The workshop was led by an actor who regularly has parts in productions at the Globe and therefore she knew just how different performing at the globe was to a conventional theatre. The seating was three hundred and sixty degrees and large pillars holding the stage roof up meant that the actor would always have their back to someone and there would always be an obstructed view or ‘blind spot’. Our warmup was to pace around the room, completely filling the space whilst obeying simple instructions such as: stop, start, clap, and jump. We were then told that an actor must stay alert but energetic at the same time so she told us that we must reverse the action that was called. For example, if clap was said, we should jump then start became stop and vice-versa. Following the warmup, we were grouped into twos and this time, we were tasked with keeping as close to our partners as possible whilst they were trying to get away. We later understood that this was to replicate the scene in which Romeo must get away from Verona as he was banished from the Italian town. But Juliet wants Romeo to stay because of her undying love for him. As if by magic, we were each given a short extract from this scene and talked through various techniques in which we could use to add emphasis to certain words and to keep the audience captivated. We did this to mirror the amount of energy that actors at the Globe must use in all their performances. By changing volume and the emotion in our voices we learned to strengthen any word we choose and simply by stepping forward or back could determine the longing Juliet has for Romeo. We combined all we had learned in the session to create a final performance which concluded the drama workshop.

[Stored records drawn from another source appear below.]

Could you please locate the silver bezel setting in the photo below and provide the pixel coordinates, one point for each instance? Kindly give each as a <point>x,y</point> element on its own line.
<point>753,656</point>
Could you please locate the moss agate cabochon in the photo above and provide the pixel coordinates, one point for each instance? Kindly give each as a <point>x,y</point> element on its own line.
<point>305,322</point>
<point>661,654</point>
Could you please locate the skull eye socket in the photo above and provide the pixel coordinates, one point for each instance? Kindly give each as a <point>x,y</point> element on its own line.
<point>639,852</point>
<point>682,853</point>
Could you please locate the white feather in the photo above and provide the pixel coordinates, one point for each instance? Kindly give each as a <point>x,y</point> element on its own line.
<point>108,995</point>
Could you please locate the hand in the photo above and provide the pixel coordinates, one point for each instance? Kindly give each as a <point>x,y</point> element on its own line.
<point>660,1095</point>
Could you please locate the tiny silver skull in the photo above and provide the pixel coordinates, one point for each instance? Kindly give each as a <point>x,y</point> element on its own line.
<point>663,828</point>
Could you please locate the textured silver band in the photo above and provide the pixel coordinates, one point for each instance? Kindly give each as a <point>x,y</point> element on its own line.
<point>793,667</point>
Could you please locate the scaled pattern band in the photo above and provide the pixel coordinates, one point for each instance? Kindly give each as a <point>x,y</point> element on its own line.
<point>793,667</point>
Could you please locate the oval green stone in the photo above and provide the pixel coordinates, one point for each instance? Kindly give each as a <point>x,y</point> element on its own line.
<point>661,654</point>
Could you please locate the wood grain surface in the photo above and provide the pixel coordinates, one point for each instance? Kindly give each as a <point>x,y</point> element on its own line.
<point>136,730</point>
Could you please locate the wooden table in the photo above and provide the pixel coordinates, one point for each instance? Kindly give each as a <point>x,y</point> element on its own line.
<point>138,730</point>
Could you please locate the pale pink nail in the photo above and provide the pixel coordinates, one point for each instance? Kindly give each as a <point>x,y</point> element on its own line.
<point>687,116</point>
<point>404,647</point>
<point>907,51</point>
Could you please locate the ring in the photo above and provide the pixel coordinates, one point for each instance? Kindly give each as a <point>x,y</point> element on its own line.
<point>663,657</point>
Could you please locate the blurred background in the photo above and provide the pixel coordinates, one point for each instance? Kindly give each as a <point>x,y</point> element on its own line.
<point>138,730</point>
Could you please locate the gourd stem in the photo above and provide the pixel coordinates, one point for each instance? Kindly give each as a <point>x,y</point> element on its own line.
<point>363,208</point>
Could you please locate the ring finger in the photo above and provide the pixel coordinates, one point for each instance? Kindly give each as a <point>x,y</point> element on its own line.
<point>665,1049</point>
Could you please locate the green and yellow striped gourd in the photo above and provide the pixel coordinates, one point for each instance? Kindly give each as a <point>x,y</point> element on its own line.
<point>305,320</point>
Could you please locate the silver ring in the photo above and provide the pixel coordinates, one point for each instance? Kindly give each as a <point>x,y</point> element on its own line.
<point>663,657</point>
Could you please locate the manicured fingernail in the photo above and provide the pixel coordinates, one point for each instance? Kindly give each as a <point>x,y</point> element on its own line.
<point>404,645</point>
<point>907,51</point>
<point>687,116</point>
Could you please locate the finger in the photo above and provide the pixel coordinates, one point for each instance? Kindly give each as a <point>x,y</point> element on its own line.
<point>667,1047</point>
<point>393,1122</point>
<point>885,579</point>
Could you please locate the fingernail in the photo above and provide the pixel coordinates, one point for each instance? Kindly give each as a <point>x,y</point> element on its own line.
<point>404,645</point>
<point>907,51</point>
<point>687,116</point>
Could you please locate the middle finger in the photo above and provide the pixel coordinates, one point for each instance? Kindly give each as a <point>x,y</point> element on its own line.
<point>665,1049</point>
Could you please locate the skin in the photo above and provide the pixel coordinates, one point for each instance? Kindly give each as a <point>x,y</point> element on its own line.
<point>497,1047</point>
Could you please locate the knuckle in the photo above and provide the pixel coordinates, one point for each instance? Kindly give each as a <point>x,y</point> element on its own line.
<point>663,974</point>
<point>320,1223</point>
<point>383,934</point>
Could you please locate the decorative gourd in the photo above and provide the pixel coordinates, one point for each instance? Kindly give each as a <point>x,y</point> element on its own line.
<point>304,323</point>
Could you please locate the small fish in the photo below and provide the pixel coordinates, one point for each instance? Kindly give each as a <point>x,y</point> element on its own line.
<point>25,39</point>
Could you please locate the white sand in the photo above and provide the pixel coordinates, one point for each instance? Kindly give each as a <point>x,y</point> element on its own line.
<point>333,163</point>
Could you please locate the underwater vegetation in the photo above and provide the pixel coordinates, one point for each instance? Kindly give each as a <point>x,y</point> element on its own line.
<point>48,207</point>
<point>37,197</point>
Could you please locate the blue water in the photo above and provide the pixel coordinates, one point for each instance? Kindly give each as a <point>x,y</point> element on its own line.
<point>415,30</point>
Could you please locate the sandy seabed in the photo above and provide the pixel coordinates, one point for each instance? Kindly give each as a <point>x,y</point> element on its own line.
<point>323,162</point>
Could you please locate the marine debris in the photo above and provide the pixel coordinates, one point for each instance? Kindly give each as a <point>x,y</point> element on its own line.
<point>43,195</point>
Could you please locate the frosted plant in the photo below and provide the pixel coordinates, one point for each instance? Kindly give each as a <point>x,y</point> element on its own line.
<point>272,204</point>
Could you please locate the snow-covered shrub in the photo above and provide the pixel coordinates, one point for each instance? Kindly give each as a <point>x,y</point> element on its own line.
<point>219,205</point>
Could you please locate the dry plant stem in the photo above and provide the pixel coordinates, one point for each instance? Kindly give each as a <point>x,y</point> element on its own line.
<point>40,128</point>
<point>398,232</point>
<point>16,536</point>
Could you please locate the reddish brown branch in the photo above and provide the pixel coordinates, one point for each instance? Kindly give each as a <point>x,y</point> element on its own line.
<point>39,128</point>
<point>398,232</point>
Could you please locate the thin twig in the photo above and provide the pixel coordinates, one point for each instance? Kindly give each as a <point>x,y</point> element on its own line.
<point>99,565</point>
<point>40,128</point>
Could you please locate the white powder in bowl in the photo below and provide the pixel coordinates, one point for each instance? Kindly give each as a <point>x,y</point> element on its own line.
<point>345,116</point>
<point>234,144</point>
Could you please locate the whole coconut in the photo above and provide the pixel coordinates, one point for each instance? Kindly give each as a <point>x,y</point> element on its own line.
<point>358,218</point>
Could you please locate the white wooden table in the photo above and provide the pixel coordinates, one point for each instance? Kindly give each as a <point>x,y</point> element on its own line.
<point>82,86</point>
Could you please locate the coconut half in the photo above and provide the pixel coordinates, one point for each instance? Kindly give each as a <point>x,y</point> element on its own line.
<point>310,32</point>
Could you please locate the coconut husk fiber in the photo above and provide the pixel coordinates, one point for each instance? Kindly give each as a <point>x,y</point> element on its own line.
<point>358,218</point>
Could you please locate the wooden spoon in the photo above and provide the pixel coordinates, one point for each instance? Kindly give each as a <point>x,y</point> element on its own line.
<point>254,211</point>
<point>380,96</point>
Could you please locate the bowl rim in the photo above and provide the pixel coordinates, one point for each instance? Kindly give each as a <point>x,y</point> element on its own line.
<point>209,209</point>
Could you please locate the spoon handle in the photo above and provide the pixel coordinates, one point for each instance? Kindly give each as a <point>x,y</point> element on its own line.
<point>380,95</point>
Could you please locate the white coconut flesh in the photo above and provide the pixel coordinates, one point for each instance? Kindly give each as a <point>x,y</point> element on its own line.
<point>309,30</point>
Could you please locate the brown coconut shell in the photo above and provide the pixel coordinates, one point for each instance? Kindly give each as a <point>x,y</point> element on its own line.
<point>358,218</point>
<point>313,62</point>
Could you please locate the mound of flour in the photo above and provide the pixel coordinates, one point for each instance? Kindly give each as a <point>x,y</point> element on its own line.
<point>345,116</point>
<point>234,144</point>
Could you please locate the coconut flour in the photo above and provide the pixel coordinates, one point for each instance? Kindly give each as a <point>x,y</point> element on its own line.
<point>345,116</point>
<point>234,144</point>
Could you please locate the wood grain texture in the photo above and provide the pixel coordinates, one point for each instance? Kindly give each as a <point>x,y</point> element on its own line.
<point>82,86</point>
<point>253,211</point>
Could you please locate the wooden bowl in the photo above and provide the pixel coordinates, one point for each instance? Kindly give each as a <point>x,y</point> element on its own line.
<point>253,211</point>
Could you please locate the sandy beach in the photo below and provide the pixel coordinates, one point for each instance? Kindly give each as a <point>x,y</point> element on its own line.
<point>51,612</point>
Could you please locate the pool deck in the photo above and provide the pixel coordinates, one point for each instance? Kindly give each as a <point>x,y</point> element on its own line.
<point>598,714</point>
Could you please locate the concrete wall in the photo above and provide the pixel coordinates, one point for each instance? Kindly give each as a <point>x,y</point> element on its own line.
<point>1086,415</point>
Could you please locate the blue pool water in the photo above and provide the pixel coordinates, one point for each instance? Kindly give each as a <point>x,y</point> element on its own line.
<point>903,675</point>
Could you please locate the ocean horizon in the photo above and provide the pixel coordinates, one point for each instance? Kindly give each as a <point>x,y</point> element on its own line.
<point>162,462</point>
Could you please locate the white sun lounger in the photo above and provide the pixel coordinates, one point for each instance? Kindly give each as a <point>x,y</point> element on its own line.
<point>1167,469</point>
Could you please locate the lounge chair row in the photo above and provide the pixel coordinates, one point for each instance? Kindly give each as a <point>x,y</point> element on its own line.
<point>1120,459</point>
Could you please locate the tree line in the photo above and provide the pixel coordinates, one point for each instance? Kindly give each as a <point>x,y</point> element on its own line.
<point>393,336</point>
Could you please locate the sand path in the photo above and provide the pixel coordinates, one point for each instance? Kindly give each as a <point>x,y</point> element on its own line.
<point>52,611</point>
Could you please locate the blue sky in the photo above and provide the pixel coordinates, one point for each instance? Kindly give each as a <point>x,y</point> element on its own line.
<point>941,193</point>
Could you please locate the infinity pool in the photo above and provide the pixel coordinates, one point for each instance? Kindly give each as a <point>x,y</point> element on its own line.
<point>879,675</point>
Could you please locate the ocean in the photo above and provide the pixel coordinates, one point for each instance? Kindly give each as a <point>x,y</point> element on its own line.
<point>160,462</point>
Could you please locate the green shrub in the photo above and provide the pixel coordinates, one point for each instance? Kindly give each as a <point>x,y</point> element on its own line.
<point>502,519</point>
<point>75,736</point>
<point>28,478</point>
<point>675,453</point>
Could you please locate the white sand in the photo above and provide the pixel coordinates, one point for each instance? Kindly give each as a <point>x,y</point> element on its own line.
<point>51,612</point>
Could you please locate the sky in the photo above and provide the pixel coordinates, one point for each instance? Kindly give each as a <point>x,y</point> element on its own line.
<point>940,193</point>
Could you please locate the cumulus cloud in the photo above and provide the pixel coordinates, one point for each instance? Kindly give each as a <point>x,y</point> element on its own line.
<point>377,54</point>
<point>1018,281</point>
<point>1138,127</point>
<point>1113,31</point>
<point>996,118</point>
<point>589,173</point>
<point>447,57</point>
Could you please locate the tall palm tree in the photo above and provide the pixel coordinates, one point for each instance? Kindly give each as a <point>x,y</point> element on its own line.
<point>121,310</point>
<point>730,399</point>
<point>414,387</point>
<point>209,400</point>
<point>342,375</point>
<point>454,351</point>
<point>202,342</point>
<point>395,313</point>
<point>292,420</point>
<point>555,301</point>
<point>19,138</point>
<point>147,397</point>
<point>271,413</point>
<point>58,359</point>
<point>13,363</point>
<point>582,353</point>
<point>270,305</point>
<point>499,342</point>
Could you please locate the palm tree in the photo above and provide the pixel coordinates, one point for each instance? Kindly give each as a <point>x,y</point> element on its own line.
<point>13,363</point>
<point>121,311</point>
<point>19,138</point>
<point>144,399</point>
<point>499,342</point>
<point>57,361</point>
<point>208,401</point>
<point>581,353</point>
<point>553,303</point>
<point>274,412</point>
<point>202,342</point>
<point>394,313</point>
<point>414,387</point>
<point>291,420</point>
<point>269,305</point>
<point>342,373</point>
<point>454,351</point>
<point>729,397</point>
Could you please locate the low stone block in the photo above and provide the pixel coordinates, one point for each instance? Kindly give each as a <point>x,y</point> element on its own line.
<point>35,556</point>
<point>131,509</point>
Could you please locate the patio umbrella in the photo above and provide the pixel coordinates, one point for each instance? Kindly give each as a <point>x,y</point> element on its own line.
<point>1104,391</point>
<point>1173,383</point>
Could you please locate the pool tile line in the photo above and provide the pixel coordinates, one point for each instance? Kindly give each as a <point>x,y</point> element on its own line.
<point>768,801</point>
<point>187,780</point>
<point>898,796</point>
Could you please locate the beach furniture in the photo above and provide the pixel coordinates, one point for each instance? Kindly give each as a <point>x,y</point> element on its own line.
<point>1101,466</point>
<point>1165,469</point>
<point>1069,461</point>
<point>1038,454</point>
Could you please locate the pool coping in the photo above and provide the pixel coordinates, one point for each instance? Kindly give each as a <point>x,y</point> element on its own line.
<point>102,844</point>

The performance of Romeo and Juliet that we saw on Friday was a production by the RSC, who are all very good at their jobs. The actors did well to get the different objectives of their roles across and showed the story through fluid transitions between scenes and well-spoken lines. At the beginning of the play the actor’s energy levels were high and remained high throughout the performance, this helped us, the audience, to stay engaged in what was happening in the play, at all times. The Globe has seating all around the stage, but the actors managed to talk to everyone by use of energetic movement and expression through gestures. They also often made eye-contact with members of the audience to show where Shakespeare had made some soliloquies. I thought that it was an excellent and surprising start, as the trapdoor and loud bang managed to get everyone’s attention but at points, they could have done a bit better to get the audience’s focus (especially when two people fainted!) I also thought that the costumes and minimalist set were interesting but effective.
Overall, we believed the trip to be fun and educational with many highlights and worth missing school for!